The petite girl stood there, looking up at him. “Hi, I’m Paula,” she said. “You’re Alvaro, right?”
“Yeah,” he said, clearing his throat nervously and looking from the girl’s eyes down to his feet.
“I went to high school with your sister Shany. You were two years ahead. You probably don’t remember me.”
“No,” Alvaro quietly admitted.
She remembered him, though. All of her friends at John F. Kennedy High School in Paterson twittered about Shany’s older brother. Alvaro is so hot, the girls would say, and Paula would agree because he was.
“I heard you were burned,” she said. “My mom read stories about it in the paper.”
“Yeah,” Alvaro replied.
“Do you mind if I stay and talk to you?” she asked.
“No. That would be fine.”
“Do you want something to drink?”
“A water would be good.”
“Okay. I’ll get us two waters,” she said, heading for the bar. When she returned, the two sipped bottled water and tried to think of things to say.
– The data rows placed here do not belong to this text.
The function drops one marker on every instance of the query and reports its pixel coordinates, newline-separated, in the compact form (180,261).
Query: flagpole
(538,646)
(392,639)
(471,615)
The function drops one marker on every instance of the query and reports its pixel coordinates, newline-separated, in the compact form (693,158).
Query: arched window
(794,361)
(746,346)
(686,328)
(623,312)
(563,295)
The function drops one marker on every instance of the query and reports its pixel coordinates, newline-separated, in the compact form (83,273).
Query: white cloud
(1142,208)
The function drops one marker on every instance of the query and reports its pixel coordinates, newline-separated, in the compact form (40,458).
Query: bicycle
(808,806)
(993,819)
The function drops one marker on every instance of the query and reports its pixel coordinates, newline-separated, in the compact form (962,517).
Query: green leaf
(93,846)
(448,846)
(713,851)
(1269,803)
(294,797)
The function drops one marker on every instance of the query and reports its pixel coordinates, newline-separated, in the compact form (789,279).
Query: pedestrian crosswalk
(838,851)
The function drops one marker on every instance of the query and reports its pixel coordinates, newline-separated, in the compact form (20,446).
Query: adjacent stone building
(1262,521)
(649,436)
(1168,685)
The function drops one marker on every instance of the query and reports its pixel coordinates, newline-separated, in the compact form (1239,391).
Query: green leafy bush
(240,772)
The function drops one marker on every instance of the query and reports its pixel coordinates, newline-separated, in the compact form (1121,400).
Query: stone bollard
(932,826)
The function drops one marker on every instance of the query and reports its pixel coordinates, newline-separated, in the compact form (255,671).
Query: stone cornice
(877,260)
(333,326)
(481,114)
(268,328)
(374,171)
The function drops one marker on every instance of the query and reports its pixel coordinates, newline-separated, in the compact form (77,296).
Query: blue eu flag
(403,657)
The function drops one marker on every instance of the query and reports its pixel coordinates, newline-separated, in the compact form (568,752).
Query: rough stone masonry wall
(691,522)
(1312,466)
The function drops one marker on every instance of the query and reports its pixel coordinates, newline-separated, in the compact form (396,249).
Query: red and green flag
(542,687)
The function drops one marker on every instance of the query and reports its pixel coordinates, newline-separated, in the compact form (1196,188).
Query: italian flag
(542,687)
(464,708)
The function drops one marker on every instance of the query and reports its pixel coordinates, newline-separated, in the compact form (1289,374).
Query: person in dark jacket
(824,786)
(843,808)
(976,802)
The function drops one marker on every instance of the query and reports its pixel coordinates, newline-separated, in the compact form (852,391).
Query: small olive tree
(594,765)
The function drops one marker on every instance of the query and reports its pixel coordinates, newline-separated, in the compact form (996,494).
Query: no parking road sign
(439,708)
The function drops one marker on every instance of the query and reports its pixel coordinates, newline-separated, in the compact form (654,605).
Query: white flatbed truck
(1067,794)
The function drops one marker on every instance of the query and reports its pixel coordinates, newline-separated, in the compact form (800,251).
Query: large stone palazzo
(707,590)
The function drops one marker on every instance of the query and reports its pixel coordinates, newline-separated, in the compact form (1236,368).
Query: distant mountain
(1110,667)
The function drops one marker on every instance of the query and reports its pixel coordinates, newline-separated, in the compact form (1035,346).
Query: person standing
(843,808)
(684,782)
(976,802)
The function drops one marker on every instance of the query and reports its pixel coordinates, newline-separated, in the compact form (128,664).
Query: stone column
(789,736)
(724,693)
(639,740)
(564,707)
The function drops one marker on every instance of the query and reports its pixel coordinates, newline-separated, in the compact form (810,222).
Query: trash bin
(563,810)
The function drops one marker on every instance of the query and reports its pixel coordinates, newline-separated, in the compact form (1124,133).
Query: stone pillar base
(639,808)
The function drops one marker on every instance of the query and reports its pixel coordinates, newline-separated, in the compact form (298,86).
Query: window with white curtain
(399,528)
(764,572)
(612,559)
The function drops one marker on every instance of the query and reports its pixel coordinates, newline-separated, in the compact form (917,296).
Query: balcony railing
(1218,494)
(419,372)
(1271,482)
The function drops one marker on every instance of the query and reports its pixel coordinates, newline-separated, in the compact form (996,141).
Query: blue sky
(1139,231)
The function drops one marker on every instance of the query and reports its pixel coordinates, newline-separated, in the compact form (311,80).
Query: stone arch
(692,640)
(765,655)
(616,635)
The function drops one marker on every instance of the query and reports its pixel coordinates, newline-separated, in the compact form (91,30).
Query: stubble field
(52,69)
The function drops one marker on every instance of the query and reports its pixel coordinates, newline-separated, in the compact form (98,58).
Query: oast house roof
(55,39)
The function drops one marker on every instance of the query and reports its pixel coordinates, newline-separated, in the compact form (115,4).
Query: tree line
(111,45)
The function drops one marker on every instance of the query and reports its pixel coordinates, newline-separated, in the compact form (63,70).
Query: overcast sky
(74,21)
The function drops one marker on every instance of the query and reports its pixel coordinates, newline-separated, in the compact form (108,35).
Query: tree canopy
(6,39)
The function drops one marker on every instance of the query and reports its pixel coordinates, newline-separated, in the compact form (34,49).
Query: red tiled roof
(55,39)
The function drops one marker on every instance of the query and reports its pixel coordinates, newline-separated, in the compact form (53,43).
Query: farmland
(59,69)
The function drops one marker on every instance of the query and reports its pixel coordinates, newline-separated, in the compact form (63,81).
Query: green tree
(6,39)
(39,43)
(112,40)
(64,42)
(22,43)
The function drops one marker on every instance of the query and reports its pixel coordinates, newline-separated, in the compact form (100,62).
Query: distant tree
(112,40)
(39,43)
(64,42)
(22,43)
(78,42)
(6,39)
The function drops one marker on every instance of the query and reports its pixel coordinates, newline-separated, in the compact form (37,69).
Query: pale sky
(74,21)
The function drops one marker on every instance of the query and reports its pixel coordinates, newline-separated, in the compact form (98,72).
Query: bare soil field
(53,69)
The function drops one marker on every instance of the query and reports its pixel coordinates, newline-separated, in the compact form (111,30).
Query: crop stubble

“Would you like to dance?” she asked finally.
“Uh . . .”
“Oh, c’mon. It’ll be okay.”
“Okay.”
The music played on and they started to dance, right there by the open door, away from the crowd dancing under the flashing lights. It was the first time Alvaro had held a girl in his arms since before the fire. He had feared he never would again. Paula felt good in his arms. She fit perfectly. One song turned to several songs. An hour passed. Then two.
Alvaro’s eyes were closed. All of a sudden, he felt like he was riding on a carousel. It was the two of them and the room was spinning around them, just like in a dream sequence from a movie. For a moment he forgot where he was. For a moment he forgot he was burned.
Then the music stopped and the room lit up. Last call, announced someone.
&
nbsp; “I gotta go,” Alvaro said, avoiding the girl’s gaze under the bright lights that signaled closing time. “Can I call you sometime?”
The two exchanged numbers.
“I’d really like to talk again,” Paula said.
Yeah, sure, Alvaro thought, then quickly answered: “Me, too.”
He did.
Chapter 28
Alvaro was falling in love.
He knew it, knew it as surely as he could know anything. But what about Paula? The question was keeping him awake at night. He couldn’t sleep for worrying about whether she could really love someone who had been through what he had.
It had been Paula who called him after they first met in the dance club. She told him she went home that night and dropped into bed without even changing into her pajamas. She kept her cell phone beside her in bed, wishing he would call. When she awakened the next morning, her stomach quivered with excitement, thinking they had spent hours on the telephone talking about everything and nothing. But she quickly realized she had dreamed the conversation. She had even checked her cell phone to make sure he hadn’t called, but there were no messages and no missed calls. After stewing awhile, she made up her mind to call. She didn’t care how pushy or desperate she looked. She really liked him.
“I had to talk to you again,” Paula had said when he answered her call.
Since then, they had spent almost every day together. When they weren’t taking a drive or watching TV in his room, they were talking on the phone. One week had passed, then another.
Alvaro knew Paula liked him. She had told him many times that he was the sweetest boy she had ever met. But could she love someone like him? If she couldn’t, wouldn’t it be better to know now? But did he really want to know? Did he want to know the reason if she couldn’t love him?
Finally he decided he had to act. Pulling up his shirt so that she could see just a glimpse of his gnarly, knotted stomach, Alvaro took a deep breath and asked, “Do you think you can handle this?”